How to Use This Tool
Pick the symptom that best describes what you are seeing. Rate severity honestly -- mild means your dog is uncomfortable but still acting mostly normal; severe means something is clearly wrong and they are not themselves. Duration matters: a symptom that started an hour ago is very different from one that has been going on for three days.
The checker gives you a recommendation in one of four categories: Emergency (go now), Urgent (call your vet today), Watch (monitor closely for 24 hours), or Safe (likely not serious, can wait for a routine appointment). Each result includes the most common causes and a suggested next step.
What This Tool Cannot Do
This is a triage tool, not a diagnosis. It cannot examine your dog, run bloodwork, or account for your dog's individual health history. It works by pattern-matching your inputs to the most common causes of each symptom across the general dog population.
Some conditions are rare, some dogs are stoic about pain, and some symptoms look mild on the surface but signal something serious underneath. When in doubt, call your vet. Most clinics will talk you through a triage decision over the phone at no charge.
Common Symptoms by Category
Not sure which symptom to pick? Here is a quick reference for the most common concerns:
Neurological / Pain
General
Frequently Asked Questions
How accurate is this dog symptom checker?
This tool is designed to help you triage -- not diagnose. It maps combinations of symptom, severity, and duration to the most common causes and gives you a practical go/wait/monitor recommendation. It cannot account for your individual dog's history, age, or pre-existing conditions. Use it as a starting point, not a final answer.
My dog has multiple symptoms. Which one do I check?
Check the most severe or alarming symptom first. If your dog is vomiting AND lethargic, the lethargy often signals something systemic and should take priority. If any single symptom scores as an emergency, treat it as an emergency regardless of what the others say.
When should I skip the checker and go straight to the vet?
Go immediately if your dog is: unable to breathe normally, bleeding heavily and it won't stop, unconscious or unresponsive, showing signs of extreme pain (howling, won't let you touch them), having a seizure, or if you know they swallowed something toxic. These are not "checker" situations.
Is this checker safe to use for puppies?
The same symptoms are generally more serious in puppies under 6 months.
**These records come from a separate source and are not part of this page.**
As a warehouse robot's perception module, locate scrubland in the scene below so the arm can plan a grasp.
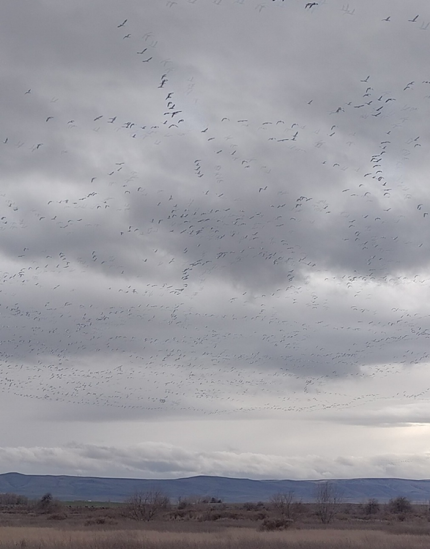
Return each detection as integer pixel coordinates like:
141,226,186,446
0,492,430,549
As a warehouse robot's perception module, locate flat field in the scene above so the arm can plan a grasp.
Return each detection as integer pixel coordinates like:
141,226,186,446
0,504,430,549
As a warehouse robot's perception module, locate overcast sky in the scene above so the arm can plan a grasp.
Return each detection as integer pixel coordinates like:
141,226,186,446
0,0,430,479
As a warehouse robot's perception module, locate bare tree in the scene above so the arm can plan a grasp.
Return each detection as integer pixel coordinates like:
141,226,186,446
270,490,294,519
315,482,340,524
126,490,170,521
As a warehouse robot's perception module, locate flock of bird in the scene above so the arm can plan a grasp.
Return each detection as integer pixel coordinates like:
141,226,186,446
0,0,430,420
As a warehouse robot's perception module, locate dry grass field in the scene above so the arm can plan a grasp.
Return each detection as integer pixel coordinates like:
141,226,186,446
0,527,430,549
0,494,430,549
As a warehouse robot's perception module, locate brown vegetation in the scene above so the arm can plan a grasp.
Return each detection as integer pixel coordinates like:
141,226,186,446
0,492,430,549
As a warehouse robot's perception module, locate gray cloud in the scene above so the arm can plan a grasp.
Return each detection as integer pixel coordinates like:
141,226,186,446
0,0,430,478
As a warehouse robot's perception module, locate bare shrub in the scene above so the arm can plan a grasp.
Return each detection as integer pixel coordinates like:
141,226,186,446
388,496,412,520
35,492,62,514
270,490,294,519
258,518,293,532
125,490,170,521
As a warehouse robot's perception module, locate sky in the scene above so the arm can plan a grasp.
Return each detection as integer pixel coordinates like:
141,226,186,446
0,0,430,479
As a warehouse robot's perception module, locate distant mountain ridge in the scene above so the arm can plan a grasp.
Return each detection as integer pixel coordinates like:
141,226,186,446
0,473,430,503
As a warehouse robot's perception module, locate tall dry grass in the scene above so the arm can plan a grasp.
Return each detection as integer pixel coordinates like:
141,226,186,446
0,527,430,549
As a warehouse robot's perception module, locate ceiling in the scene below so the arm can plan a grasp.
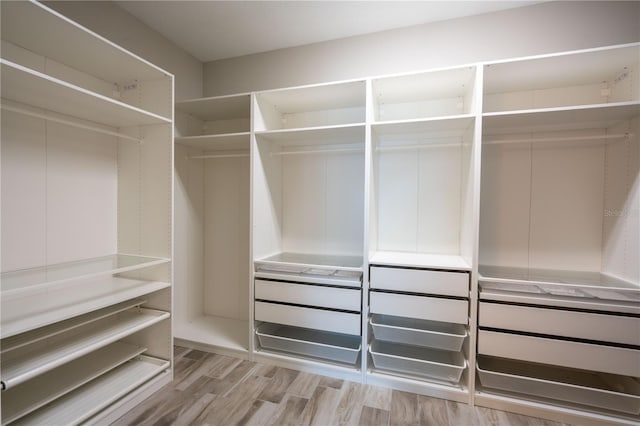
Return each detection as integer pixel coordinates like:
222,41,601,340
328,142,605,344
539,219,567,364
116,0,539,62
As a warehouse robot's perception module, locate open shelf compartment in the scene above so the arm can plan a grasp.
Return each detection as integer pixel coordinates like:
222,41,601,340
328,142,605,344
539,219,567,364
369,314,468,352
256,323,361,365
476,356,640,415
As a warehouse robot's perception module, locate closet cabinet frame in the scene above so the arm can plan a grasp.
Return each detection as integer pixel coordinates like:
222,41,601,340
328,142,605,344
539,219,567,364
175,93,251,358
0,2,173,423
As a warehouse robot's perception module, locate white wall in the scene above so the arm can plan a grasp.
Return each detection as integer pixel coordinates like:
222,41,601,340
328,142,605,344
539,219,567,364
44,1,203,100
204,1,640,96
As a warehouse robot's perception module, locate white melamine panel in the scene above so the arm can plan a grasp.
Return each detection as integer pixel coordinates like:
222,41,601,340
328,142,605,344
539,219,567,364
529,141,605,271
2,277,170,338
478,144,532,267
373,67,475,121
2,2,167,82
369,291,469,324
255,302,361,335
478,330,640,377
14,356,170,425
201,157,251,320
602,117,640,283
369,266,469,297
2,111,47,270
2,60,170,127
2,342,145,423
478,302,640,346
0,309,170,389
484,45,640,111
46,123,118,264
254,280,361,312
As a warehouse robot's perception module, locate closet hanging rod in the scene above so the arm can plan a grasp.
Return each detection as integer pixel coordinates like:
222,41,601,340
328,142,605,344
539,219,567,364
482,132,633,145
271,148,364,155
1,104,143,143
376,143,469,152
187,153,249,160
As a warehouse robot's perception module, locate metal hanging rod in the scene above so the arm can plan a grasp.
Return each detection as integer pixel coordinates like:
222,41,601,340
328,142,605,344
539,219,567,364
482,132,633,145
271,148,364,156
187,152,249,160
1,103,143,143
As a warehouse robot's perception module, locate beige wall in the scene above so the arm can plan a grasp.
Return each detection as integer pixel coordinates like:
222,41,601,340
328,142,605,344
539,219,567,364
45,1,203,100
204,1,640,96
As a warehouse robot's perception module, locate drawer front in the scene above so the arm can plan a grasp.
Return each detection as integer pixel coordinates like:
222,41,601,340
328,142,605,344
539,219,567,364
370,266,469,297
478,330,640,377
369,291,469,324
255,280,361,312
479,302,640,346
255,302,360,335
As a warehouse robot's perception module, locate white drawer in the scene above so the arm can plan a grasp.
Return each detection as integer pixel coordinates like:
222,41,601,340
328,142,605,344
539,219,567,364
255,302,360,335
369,291,469,324
369,266,469,297
255,280,361,312
478,330,640,377
479,302,640,346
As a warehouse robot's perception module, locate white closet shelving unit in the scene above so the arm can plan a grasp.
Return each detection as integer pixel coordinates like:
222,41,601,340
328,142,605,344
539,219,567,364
475,44,640,424
367,66,480,402
174,94,251,358
252,81,366,378
0,2,173,425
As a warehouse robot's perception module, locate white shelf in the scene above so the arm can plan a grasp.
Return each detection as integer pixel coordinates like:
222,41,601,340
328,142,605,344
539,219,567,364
176,94,251,121
0,59,171,127
256,123,365,148
1,276,170,339
14,356,169,425
2,342,146,424
369,251,471,271
175,132,250,151
0,309,170,389
0,299,145,354
173,315,249,352
482,101,640,135
2,254,170,292
2,1,168,84
254,253,363,272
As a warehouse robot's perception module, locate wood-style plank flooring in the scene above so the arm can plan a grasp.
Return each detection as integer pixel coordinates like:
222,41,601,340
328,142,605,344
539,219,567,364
114,347,561,426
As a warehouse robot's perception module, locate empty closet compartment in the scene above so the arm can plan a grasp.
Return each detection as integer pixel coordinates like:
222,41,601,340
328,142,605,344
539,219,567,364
478,302,640,346
369,340,467,384
369,117,478,271
254,301,361,335
478,329,640,377
369,290,469,324
476,356,640,415
373,67,476,122
253,126,365,272
254,279,362,312
254,81,366,132
483,44,640,113
369,314,468,352
256,323,362,365
369,266,469,298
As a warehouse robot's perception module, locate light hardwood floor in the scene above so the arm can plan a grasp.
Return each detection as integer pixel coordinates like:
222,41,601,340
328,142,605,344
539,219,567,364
114,347,561,426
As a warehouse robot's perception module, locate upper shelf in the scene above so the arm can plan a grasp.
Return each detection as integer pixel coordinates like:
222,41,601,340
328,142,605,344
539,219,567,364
483,43,640,112
0,60,171,127
1,1,169,85
373,67,476,122
253,81,366,131
483,101,640,135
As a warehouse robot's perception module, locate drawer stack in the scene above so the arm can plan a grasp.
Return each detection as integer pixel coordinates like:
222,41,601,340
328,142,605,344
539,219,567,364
477,286,640,418
369,265,469,386
254,270,362,367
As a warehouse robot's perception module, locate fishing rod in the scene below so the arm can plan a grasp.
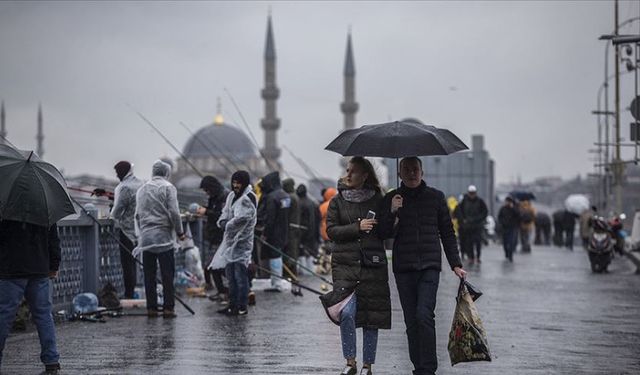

Puppies dehydrate faster, their immune systems are less developed, and they have less reserve when something goes wrong. If your puppy is showing any moderate or severe symptoms, err on the side of calling your vet.
What does "monitor at home" actually mean?
Monitor means: watch for changes over the next 12-24 hours, keep your dog calm and hydrated, note whether symptoms are improving or getting worse, and be ready to escalate if anything changes. It does not mean "ignore it." If you are not comfortable trusting your own judgment, call your vet -- most clinics have a nurse line for exactly this reason.